What a morning it turned out to be for these women, one initially filled with despair and confusion. But as the sun began to rise, their hopes would rise higher still. And for a world long lost in darkness and death, morning had finally come.

Then came the morning,
Night turned into day;
The stone was rolled away,
Hope rose with the dawn.

Then came the morning,
Shadows vanished before the sun,
Death had lost and life had won,
For morning had come.7

1 All four Gospels mention “the first day of the week” (Mat 28:1; Mar 16:2; Luk 24:1; Joh 20:1).

2 See Mat 28:1 (cf. 27:56); Mar 16:1; Luk 24:10; Joh 20:1-18.

3 Bible quotations in this article are from the KJV unless otherwise noted

4 Mark mentions “a young man sitting on the right side, clothed in a long white garment” (16:5), presumably the angel of the Lord Matthew describes.

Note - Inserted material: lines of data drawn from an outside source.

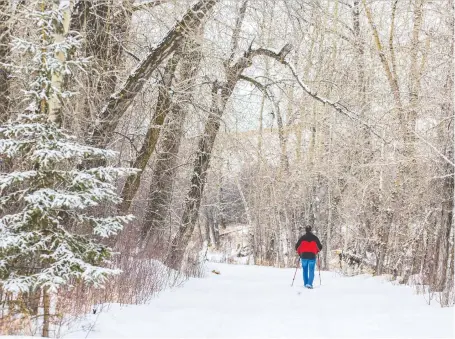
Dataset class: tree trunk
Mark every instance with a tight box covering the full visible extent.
[119,52,182,214]
[42,287,51,337]
[71,0,133,133]
[90,0,219,148]
[49,1,71,126]
[142,44,202,248]
[165,83,235,269]
[0,0,11,123]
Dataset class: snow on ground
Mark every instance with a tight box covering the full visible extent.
[64,263,455,338]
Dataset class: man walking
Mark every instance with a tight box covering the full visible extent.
[295,226,322,288]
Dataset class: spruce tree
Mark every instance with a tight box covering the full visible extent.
[0,1,136,310]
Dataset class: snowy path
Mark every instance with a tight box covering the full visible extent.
[65,264,454,338]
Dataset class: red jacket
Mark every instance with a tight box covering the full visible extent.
[295,232,322,259]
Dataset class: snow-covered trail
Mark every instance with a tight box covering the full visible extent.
[64,264,455,338]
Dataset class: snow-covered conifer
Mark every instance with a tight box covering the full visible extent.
[0,1,136,294]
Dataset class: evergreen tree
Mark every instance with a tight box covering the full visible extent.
[0,1,136,300]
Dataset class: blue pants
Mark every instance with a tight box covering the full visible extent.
[300,259,316,287]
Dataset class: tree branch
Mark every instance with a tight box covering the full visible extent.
[90,0,219,147]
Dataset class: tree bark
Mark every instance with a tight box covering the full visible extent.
[142,44,202,248]
[71,0,133,133]
[119,52,182,214]
[165,45,291,269]
[0,0,11,123]
[90,0,219,148]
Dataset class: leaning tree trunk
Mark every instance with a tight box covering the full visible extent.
[119,51,182,213]
[142,44,202,248]
[166,41,291,269]
[0,0,10,122]
[165,83,235,269]
[90,0,219,148]
[71,0,133,133]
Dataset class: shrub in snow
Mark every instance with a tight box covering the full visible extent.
[0,1,136,300]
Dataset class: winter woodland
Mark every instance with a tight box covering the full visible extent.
[0,0,455,337]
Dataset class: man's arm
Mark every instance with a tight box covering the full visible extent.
[295,237,303,251]
[316,237,322,251]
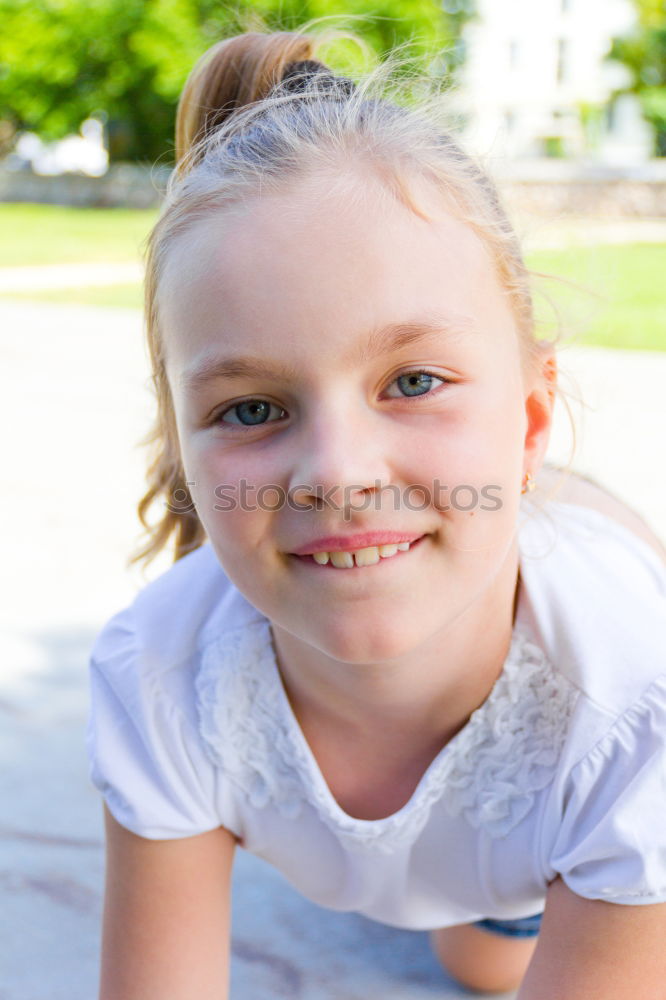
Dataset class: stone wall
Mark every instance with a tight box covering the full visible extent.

Luke (24:4) and John (20:12) refer to “two men”/“two angels” present. The discrepancy about the number of angels could be explained in that each author may focus on the presence of one or two angels for literary purposes, whatever those might be.

5 Matthew begins and ends his Gospel with the angel of the Lord, who announces both the birth (1:20) and resurrection (28:5-6) of Christ.

6 Mark records this as a divine passive, reflected in the NET, “He has been raised!” (16:6). God had raised His Son from the dead.

7 Chris Christian, William J. and Gloria Gaither.